The protests are over a service trade pact with the People’s Republic of China, which would allow greater investment on both sides of the Formosa (or Taiwan) Strait.  It would open eighty percent of China’s service sectors to Taiwan, and sixty-four percent of Taiwan’s to China.  The protestors are up in arms about the fact that not only does it threaten Taiwan’s independence in their eyes, but the majority party, the Kuomintang, signed the pact without bipartisan deliberation, leaving the  Democratic Progressive Party completely cut out.  The students are demanding not only the rejection of the pact, but legislation governing any further agreements across the Strait.

While the protests have remained, for the most part, peaceful, the overall situation is quite similar to that in the Ukraine over the last month.  Both the Kuomintang and President Yanukovych made economic agreements with foreign powers without the approval of their people, and have faced unrest and protest on account of it.  Both China and Russia have been pursuing policies of economic expansionism.  Ukraine belonged to the Soviet Union before independence in 1991; Taiwan separated from mainland China in 1949.  Taiwan has never, in fact, declared independence–China considers it a breakaway province, and has threatened action against Taiwan if it ever officially declares independence.

So far, there has not been the sort of military saber-rattling one might expect coming from China.  There has been no movement to move into Taiwan like the Russians moved into the Crimea.  While accurate information coming out of China can be hard to come by, it should be noted that there are definite differences between the two situations, largely as concerns Russian and Chinese military power.

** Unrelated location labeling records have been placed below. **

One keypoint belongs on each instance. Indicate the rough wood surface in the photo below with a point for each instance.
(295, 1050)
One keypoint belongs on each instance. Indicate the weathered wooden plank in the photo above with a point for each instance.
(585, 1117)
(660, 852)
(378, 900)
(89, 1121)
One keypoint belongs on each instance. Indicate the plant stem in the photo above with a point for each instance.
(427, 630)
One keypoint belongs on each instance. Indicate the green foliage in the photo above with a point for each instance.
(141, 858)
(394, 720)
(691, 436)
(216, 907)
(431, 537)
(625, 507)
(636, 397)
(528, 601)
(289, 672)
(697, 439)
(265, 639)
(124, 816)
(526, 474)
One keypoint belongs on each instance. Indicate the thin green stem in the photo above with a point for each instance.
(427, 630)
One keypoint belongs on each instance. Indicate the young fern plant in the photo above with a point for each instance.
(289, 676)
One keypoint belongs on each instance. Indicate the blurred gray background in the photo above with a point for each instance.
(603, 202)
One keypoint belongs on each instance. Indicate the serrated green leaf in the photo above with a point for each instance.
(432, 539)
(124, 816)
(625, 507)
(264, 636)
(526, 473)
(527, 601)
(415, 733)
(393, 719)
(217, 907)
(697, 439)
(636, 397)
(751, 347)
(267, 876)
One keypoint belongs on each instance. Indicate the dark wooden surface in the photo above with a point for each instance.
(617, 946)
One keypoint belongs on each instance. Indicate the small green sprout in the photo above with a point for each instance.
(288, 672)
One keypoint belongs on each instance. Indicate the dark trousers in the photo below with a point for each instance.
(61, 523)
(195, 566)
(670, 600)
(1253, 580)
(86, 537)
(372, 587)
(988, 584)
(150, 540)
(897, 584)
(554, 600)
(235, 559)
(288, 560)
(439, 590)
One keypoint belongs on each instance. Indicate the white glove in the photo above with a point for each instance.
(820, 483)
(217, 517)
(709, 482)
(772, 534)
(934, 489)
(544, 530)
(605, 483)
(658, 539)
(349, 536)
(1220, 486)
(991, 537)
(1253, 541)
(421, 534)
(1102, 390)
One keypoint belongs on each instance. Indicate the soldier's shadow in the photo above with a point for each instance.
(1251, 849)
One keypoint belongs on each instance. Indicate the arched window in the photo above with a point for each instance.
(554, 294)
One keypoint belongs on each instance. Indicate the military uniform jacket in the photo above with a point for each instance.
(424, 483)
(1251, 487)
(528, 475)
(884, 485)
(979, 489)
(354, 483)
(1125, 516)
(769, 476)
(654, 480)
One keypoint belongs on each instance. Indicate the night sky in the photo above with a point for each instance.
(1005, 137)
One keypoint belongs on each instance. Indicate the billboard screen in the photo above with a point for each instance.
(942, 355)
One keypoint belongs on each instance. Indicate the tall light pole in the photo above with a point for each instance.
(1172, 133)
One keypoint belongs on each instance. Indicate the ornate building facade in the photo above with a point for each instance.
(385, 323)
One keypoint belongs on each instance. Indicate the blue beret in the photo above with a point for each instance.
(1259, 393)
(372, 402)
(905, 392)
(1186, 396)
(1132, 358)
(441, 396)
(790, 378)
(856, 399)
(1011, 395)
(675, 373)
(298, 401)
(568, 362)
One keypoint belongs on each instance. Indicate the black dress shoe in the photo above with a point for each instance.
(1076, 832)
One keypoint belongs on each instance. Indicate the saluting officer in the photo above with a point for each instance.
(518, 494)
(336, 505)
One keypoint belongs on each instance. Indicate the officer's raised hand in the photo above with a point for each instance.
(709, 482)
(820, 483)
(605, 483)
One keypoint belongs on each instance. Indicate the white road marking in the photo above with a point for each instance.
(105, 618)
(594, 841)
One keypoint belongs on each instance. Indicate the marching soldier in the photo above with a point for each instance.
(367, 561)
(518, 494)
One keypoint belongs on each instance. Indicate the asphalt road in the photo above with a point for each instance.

Even though drastically reduced from its height, the Russian Army and Navy have substantial professional histories.  Furthermore, Russia and Ukraine share a border.  Taiwan is an island, faced with a country that, for all its population, and the fact that it has, numerically, the largest standing army in the world, has no blue water navy, and has not since the Communists took over.  It has been argued for years now that China lacks the amphibious lift to invade Taiwan, and if this article is accurate, that’s the least of its problems.

This is not to say that China should be discounted.  The Chinese have a long history of multi-axis warfare, illustrated recently by the document Unrestricted Warfare, by two PLA Colonels in 1999.  The indirect philosophy of war goes back to even before Sun Tzu.

One of the axes of attack described in Unrestricted Warfare is economic.  If you look at many of China’s foreign policy actions in recent decades, they are mostly revolving around economic control and resource acquisition.  Faced with an inability to conquer their “breakaway province” militarily, the Chinese appear to be pursuing economic conquest instead.  They are not pursuing this course alone; two years ago, this article outlined how many of Taiwan’s wealthy are urging reunification for economic reasons, largely because they have so many holdings on both sides of the Taiwan Strait.

Just because PLA tanks rolling through Taipei isn’t likely anytime soon doesn’t make this sort of situation any less dangerous.  The absorption of Taiwan into the PRC will be the loss of one more political, military, and economic ally in the Pacific, and further strengthen a country that sees itself, regardless of how the wishful thinkers on this side of the Pacific might view it, as our prime rival.